The type of lens you choose will depend largely on your preferred type of photograph.
Type Of Photography
If you want to take photos of people, then you should choose a zoom lens rather than a prime lens. Prime lenses tend to give better quality images, as they allow you to get close up to your subject.
However, they are generally smaller and lighter than zoom lenses, making them easier to carry around. If you want to photograph landscapes, then you might prefer a prime lens.
For most photographers, the focal length of the chosen lens is one of the most important factors to consider.
A longer focal length gives a shallow depth of field, meaning that the focus area appears sharp while everything else is out of focus.
On the other hand, a shorter focal length provides a greater depth of field, meaning there is a larger area where all parts of your photo are in focus.

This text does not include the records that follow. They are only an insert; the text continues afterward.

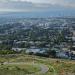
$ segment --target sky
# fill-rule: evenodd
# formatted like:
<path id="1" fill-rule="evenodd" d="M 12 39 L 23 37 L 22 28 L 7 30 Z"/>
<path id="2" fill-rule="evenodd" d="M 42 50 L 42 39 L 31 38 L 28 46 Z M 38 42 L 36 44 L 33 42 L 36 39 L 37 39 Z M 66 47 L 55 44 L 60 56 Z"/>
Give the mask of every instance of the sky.
<path id="1" fill-rule="evenodd" d="M 75 16 L 75 0 L 0 0 L 0 14 L 7 12 Z"/>

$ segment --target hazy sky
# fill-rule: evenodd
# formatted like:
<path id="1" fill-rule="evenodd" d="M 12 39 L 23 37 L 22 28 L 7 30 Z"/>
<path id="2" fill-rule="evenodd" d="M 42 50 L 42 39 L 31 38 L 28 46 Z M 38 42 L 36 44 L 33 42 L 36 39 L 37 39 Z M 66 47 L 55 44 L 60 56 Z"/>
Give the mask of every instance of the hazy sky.
<path id="1" fill-rule="evenodd" d="M 0 13 L 72 10 L 75 10 L 75 0 L 0 0 Z"/>

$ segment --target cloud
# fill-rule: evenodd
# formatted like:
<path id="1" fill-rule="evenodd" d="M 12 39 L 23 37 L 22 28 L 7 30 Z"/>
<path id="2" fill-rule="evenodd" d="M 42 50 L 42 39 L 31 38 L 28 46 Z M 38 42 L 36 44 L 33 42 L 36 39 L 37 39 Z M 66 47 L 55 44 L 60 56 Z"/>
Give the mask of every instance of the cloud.
<path id="1" fill-rule="evenodd" d="M 0 0 L 0 11 L 41 12 L 74 8 L 74 0 Z"/>

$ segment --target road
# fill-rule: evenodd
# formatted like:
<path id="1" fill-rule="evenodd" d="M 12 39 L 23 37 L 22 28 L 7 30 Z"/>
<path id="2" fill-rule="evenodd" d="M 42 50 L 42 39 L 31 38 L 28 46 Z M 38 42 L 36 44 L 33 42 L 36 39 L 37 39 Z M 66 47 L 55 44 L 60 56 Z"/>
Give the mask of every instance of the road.
<path id="1" fill-rule="evenodd" d="M 44 65 L 44 64 L 25 63 L 25 62 L 12 62 L 12 63 L 10 63 L 10 62 L 4 62 L 4 64 L 5 65 L 6 64 L 11 64 L 11 65 L 13 65 L 13 64 L 20 64 L 20 65 L 21 64 L 27 64 L 27 65 L 39 66 L 41 70 L 39 72 L 35 73 L 35 74 L 38 74 L 38 73 L 45 74 L 49 70 L 49 68 L 46 65 Z M 27 74 L 27 75 L 35 75 L 35 74 Z"/>

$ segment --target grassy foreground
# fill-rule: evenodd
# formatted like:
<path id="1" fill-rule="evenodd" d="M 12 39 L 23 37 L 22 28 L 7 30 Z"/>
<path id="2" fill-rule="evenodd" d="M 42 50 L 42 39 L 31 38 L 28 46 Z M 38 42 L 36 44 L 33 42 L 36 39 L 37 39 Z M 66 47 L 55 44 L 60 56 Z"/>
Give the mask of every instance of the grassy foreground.
<path id="1" fill-rule="evenodd" d="M 30 64 L 9 64 L 9 63 Z M 8 63 L 8 64 L 4 64 Z M 38 64 L 38 66 L 32 65 Z M 40 73 L 39 65 L 48 67 L 46 73 Z M 44 58 L 33 55 L 5 55 L 0 56 L 0 75 L 75 75 L 75 61 L 65 59 Z"/>

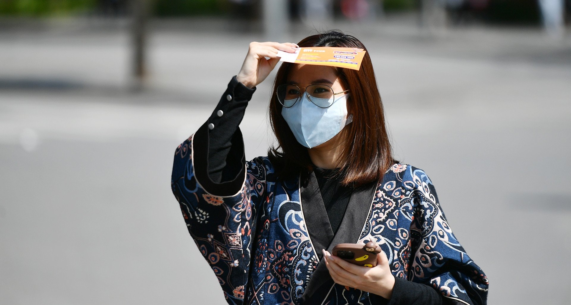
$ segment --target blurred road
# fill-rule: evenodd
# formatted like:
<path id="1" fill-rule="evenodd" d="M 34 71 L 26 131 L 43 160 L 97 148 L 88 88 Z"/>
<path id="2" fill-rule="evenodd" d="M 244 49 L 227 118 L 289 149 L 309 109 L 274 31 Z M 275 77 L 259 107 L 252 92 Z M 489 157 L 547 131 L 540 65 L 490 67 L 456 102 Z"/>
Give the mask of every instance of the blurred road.
<path id="1" fill-rule="evenodd" d="M 171 192 L 172 158 L 264 38 L 203 22 L 154 24 L 139 93 L 122 23 L 0 31 L 0 303 L 225 303 Z M 367 46 L 395 154 L 430 176 L 489 304 L 569 304 L 569 36 L 335 27 Z M 248 160 L 272 142 L 271 78 L 241 125 Z"/>

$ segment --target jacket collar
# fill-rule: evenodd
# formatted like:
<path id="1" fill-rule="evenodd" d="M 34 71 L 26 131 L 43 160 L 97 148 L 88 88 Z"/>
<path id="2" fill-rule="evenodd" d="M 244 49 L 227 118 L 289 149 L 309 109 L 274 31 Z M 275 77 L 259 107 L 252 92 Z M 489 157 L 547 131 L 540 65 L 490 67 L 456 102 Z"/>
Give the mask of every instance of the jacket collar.
<path id="1" fill-rule="evenodd" d="M 331 230 L 315 173 L 311 173 L 307 186 L 300 186 L 301 210 L 305 226 L 313 250 L 319 258 L 319 263 L 301 295 L 302 303 L 307 302 L 313 304 L 319 300 L 323 300 L 328 292 L 328 287 L 334 283 L 321 250 L 325 249 L 331 253 L 338 243 L 356 243 L 359 241 L 371 212 L 377 186 L 377 182 L 373 181 L 353 190 L 335 234 Z"/>

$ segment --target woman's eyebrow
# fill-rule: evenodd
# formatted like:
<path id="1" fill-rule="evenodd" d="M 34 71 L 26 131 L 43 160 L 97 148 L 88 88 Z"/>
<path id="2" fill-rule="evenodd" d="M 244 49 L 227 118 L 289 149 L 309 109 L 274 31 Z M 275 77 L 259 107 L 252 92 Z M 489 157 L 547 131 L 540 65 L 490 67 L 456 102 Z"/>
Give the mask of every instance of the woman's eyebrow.
<path id="1" fill-rule="evenodd" d="M 312 82 L 311 83 L 312 84 L 331 84 L 331 85 L 333 84 L 333 83 L 331 82 L 331 80 L 329 80 L 328 79 L 325 79 L 324 78 L 322 78 L 322 79 L 316 79 L 315 80 L 313 80 L 313 82 Z M 291 85 L 297 85 L 297 84 L 298 84 L 297 82 L 295 82 L 293 80 L 290 80 L 289 82 L 288 82 L 288 84 L 289 84 Z"/>
<path id="2" fill-rule="evenodd" d="M 313 80 L 313 82 L 312 82 L 311 83 L 312 84 L 329 84 L 330 85 L 332 85 L 333 84 L 333 83 L 332 83 L 331 80 L 329 80 L 328 79 L 325 79 L 324 78 L 322 78 L 322 79 L 316 79 L 315 80 Z"/>

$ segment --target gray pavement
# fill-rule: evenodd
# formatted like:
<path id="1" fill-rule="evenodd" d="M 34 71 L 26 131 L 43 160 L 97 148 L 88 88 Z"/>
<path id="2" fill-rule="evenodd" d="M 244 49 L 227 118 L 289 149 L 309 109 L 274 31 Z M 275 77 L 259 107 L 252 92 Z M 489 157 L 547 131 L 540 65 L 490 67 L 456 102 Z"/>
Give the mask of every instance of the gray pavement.
<path id="1" fill-rule="evenodd" d="M 147 89 L 132 93 L 124 23 L 90 22 L 0 31 L 0 304 L 223 304 L 171 193 L 172 157 L 263 35 L 156 21 Z M 489 304 L 569 304 L 569 35 L 430 36 L 406 16 L 332 27 L 367 46 L 396 156 L 434 182 Z M 273 142 L 271 77 L 240 125 L 248 159 Z"/>

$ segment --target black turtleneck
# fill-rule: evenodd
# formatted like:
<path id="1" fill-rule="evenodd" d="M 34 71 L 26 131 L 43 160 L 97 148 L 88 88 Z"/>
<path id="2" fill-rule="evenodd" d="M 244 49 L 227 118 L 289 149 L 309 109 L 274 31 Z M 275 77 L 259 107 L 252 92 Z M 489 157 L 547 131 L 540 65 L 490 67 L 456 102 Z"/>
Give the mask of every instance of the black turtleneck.
<path id="1" fill-rule="evenodd" d="M 352 190 L 350 187 L 341 185 L 341 177 L 334 176 L 339 169 L 327 169 L 313 166 L 313 172 L 315 173 L 317 184 L 319 184 L 319 190 L 321 191 L 323 204 L 325 205 L 325 209 L 327 212 L 327 217 L 333 234 L 337 233 L 341 221 L 343 219 Z"/>

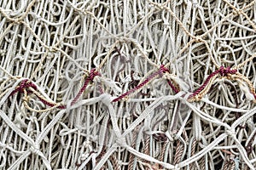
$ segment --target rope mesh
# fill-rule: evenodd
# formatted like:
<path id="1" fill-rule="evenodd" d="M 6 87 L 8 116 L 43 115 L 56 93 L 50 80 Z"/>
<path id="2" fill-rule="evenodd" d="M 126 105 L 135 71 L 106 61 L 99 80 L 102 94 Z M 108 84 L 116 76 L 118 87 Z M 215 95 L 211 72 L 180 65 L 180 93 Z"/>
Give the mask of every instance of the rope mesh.
<path id="1" fill-rule="evenodd" d="M 1 169 L 254 169 L 256 1 L 0 1 Z"/>

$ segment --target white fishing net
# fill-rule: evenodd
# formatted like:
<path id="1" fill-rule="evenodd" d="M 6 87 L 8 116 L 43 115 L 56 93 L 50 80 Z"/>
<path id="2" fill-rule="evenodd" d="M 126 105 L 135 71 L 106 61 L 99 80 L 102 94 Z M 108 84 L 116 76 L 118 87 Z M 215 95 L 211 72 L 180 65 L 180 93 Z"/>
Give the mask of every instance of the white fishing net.
<path id="1" fill-rule="evenodd" d="M 256 1 L 0 6 L 1 169 L 256 167 Z"/>

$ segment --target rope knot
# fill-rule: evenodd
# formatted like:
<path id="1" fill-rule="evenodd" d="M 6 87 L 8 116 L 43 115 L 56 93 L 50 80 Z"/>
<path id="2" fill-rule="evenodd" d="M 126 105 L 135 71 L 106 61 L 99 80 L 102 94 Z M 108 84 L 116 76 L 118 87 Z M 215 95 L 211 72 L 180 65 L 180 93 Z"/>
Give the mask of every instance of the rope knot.
<path id="1" fill-rule="evenodd" d="M 161 71 L 162 73 L 165 73 L 165 72 L 170 72 L 170 71 L 169 71 L 169 69 L 167 69 L 166 67 L 165 67 L 164 65 L 160 65 L 160 70 Z"/>
<path id="2" fill-rule="evenodd" d="M 38 89 L 37 86 L 35 84 L 33 84 L 32 82 L 29 82 L 28 79 L 22 80 L 21 82 L 20 82 L 20 85 L 18 86 L 16 88 L 16 89 L 12 92 L 11 95 L 15 94 L 17 92 L 23 93 L 23 90 L 25 88 L 30 88 L 30 87 L 34 88 L 35 90 Z"/>
<path id="3" fill-rule="evenodd" d="M 100 76 L 101 74 L 98 72 L 98 71 L 96 71 L 96 70 L 94 68 L 94 69 L 91 69 L 91 71 L 90 71 L 90 75 L 89 75 L 89 79 L 90 80 L 90 81 L 93 81 L 93 79 L 94 79 L 94 77 L 96 76 Z"/>
<path id="4" fill-rule="evenodd" d="M 231 70 L 230 66 L 227 68 L 221 66 L 218 70 L 218 72 L 222 76 L 227 76 L 228 74 L 235 74 L 236 71 L 237 70 Z"/>

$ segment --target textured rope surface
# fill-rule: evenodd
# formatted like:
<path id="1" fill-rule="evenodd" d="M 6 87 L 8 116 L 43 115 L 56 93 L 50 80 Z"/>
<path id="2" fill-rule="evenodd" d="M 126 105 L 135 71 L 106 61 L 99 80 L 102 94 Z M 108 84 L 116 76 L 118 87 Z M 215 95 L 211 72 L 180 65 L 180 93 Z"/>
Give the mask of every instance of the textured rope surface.
<path id="1" fill-rule="evenodd" d="M 254 169 L 255 1 L 0 2 L 1 169 Z"/>

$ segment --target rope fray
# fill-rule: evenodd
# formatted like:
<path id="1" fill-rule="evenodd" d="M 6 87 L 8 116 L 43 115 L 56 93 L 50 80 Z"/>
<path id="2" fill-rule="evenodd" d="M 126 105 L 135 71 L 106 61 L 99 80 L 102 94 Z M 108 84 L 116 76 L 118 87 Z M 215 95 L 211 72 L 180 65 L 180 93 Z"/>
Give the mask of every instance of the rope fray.
<path id="1" fill-rule="evenodd" d="M 112 102 L 118 102 L 125 98 L 127 98 L 130 94 L 139 91 L 143 87 L 144 87 L 145 85 L 147 85 L 148 83 L 149 83 L 150 82 L 152 82 L 157 76 L 162 76 L 164 73 L 170 73 L 169 69 L 167 69 L 166 67 L 165 67 L 164 65 L 161 65 L 160 66 L 160 69 L 153 73 L 152 75 L 150 75 L 149 76 L 148 76 L 142 83 L 138 84 L 137 87 L 135 87 L 134 88 L 129 90 L 128 92 L 121 94 L 120 96 L 117 97 L 116 99 L 114 99 L 113 100 L 112 100 Z M 228 79 L 235 79 L 236 81 L 241 81 L 242 80 L 243 82 L 246 82 L 247 83 L 247 85 L 249 86 L 250 88 L 250 92 L 253 94 L 254 99 L 256 99 L 256 94 L 255 94 L 255 89 L 253 88 L 252 83 L 250 82 L 250 81 L 246 78 L 243 75 L 237 73 L 237 70 L 236 69 L 231 69 L 230 67 L 227 67 L 224 68 L 224 66 L 221 66 L 218 70 L 213 71 L 212 73 L 211 73 L 207 80 L 205 81 L 205 82 L 197 89 L 195 90 L 193 94 L 190 95 L 189 101 L 189 102 L 194 102 L 194 101 L 199 101 L 201 99 L 201 98 L 207 94 L 208 93 L 208 91 L 210 90 L 214 80 L 218 77 L 218 75 L 220 75 L 223 77 L 226 77 Z M 234 75 L 233 78 L 231 78 L 230 75 Z M 75 96 L 75 98 L 72 100 L 71 102 L 71 105 L 73 105 L 75 103 L 78 102 L 79 99 L 80 98 L 80 96 L 83 94 L 83 93 L 84 92 L 84 90 L 86 89 L 88 84 L 91 82 L 93 82 L 95 76 L 101 76 L 101 74 L 96 71 L 96 69 L 92 69 L 89 74 L 89 76 L 87 76 L 87 78 L 84 81 L 84 83 L 83 85 L 83 87 L 80 88 L 80 90 L 79 91 L 78 94 Z M 171 87 L 171 88 L 177 94 L 180 91 L 180 88 L 177 85 L 177 83 L 173 81 L 173 80 L 166 80 L 168 82 L 168 85 Z M 41 102 L 43 102 L 45 105 L 48 105 L 49 107 L 54 107 L 54 108 L 58 108 L 58 109 L 66 109 L 67 108 L 67 105 L 61 105 L 61 104 L 57 104 L 57 103 L 53 103 L 49 101 L 47 99 L 45 99 L 44 96 L 42 96 L 41 94 L 39 94 L 37 92 L 37 86 L 35 84 L 33 84 L 33 82 L 30 82 L 28 79 L 23 80 L 20 82 L 20 85 L 18 86 L 16 88 L 15 90 L 14 90 L 10 95 L 15 94 L 17 92 L 21 92 L 25 94 L 25 90 L 26 88 L 29 88 L 31 90 L 28 90 L 27 92 L 26 91 L 26 93 L 32 93 L 33 92 L 33 94 L 40 99 Z M 255 101 L 255 100 L 254 100 Z M 27 109 L 31 109 L 28 108 Z"/>
<path id="2" fill-rule="evenodd" d="M 95 76 L 101 76 L 101 74 L 96 71 L 96 69 L 92 69 L 88 76 L 88 77 L 85 79 L 84 81 L 84 83 L 83 85 L 83 87 L 81 88 L 81 89 L 79 90 L 79 92 L 78 93 L 78 94 L 76 95 L 76 97 L 72 100 L 71 102 L 71 105 L 73 105 L 75 103 L 78 102 L 79 99 L 80 98 L 80 96 L 82 95 L 82 94 L 84 93 L 84 91 L 86 89 L 86 87 L 88 86 L 88 84 L 90 82 L 93 82 Z M 26 95 L 27 94 L 27 92 L 26 92 L 26 89 L 29 88 L 32 88 L 31 90 L 28 90 L 27 92 L 28 93 L 32 93 L 33 92 L 33 94 L 39 99 L 39 100 L 44 103 L 45 105 L 48 105 L 49 107 L 55 107 L 55 108 L 58 108 L 58 109 L 66 109 L 67 108 L 67 105 L 61 105 L 61 104 L 57 104 L 57 103 L 52 103 L 50 101 L 49 101 L 47 99 L 45 99 L 44 96 L 42 96 L 40 94 L 38 94 L 37 92 L 37 86 L 30 82 L 28 79 L 25 79 L 23 80 L 21 82 L 20 82 L 20 85 L 18 86 L 16 88 L 15 90 L 14 90 L 10 96 L 11 95 L 14 95 L 15 94 L 16 94 L 17 92 L 20 92 L 20 93 L 23 93 L 25 94 L 26 95 L 26 99 L 28 99 L 28 96 Z M 26 99 L 28 100 L 28 99 Z M 32 108 L 28 107 L 28 105 L 26 105 L 26 108 L 29 109 L 29 110 L 32 110 Z M 34 111 L 37 111 L 36 110 L 32 110 Z M 40 110 L 38 110 L 39 112 L 41 112 Z"/>
<path id="3" fill-rule="evenodd" d="M 113 102 L 117 102 L 119 101 L 121 99 L 123 99 L 124 98 L 126 98 L 127 96 L 129 96 L 130 94 L 131 94 L 132 93 L 135 93 L 136 91 L 138 91 L 139 89 L 141 89 L 143 87 L 144 87 L 146 84 L 148 84 L 148 82 L 150 82 L 153 79 L 154 79 L 157 76 L 162 76 L 164 73 L 166 72 L 170 72 L 169 70 L 165 67 L 164 65 L 161 65 L 159 71 L 157 71 L 156 72 L 153 73 L 152 75 L 150 75 L 149 76 L 148 76 L 146 78 L 146 80 L 144 80 L 142 83 L 138 84 L 137 87 L 135 87 L 134 88 L 129 90 L 128 92 L 121 94 L 120 96 L 119 96 L 118 98 L 114 99 L 113 100 Z M 168 84 L 170 85 L 170 87 L 173 89 L 174 92 L 177 93 L 178 92 L 178 88 L 177 88 L 171 81 L 168 80 Z"/>
<path id="4" fill-rule="evenodd" d="M 190 95 L 189 101 L 199 101 L 204 96 L 207 94 L 207 92 L 210 90 L 210 88 L 212 87 L 214 80 L 217 78 L 218 74 L 220 74 L 221 76 L 229 76 L 229 74 L 233 75 L 237 72 L 236 69 L 230 69 L 230 67 L 224 68 L 224 66 L 221 66 L 218 70 L 213 71 L 211 73 L 205 82 L 197 89 L 195 90 L 192 95 Z"/>

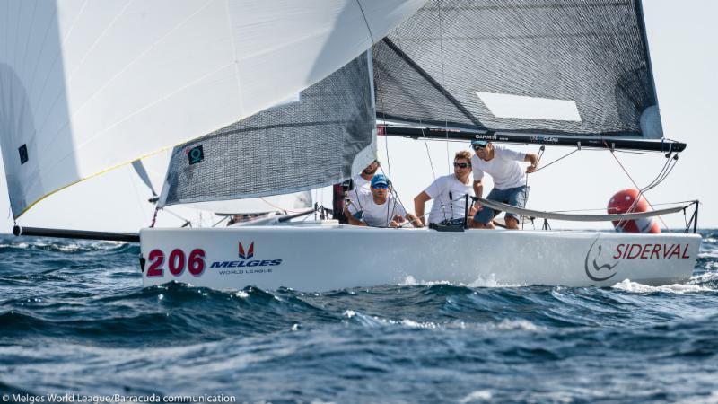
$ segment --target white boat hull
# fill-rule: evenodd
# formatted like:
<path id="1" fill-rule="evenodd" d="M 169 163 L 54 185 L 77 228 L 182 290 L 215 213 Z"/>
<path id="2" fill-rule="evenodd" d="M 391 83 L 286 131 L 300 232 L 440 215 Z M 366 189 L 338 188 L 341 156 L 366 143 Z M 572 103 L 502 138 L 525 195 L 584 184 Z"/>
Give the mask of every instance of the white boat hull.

Another factor to consider is the size of the sensor inside the camera. Sensor size refers to how many pixels are used to capture light onto the image sensor.
Smaller sensors produce higher resolution photographs, but they also produce lower quality images due to noise issues. Large sensors provide high-quality images with less noise.
Another consideration is price. You don’t always have to spend a fortune to buy a good lens.
In fact, some of the best lenses available today are relatively inexpensive, and we have seen some of the quality budget options on our list above.
Nikon has produced an excellent selection of lenses over the years and remains a major name in the world of photography. We hope this guide has helped you find the perfect lens for your needs.
Frequently Asked Questions
How Do I Know Which Aperture Setting To Use?
You can determine the correct aperture settings based on the lighting conditions.
When using flash, you can select either manual or auto mode. With natural light, you can set the aperture manually by turning the ring on the front of the lens.
Which Lens Should I Choose If I Am Looking To Shoot Portraits?
A fast wide-angle lens is ideal for shooting portraits. This allows you to create large group shots without having to worry about getting too close to your subjects.
Which Lens Should I Choose If I Am Looking To Shoot Landscapes?
A long telephoto lens is ideal for capturing distant landscapes. These lenses enable you to isolate objects from the background, giving you more creative freedom when composing your shot.
What Is The Difference Between A Prime Lens And A Zoom Lens?
Prime lenses are fixed focal length lenses. They offer no zoom capability, so you cannot change their focal length.
Zooming means that the focal length of the camera changes. The maximum focal length of a zoom lens is usually much wider than that of a prime lens.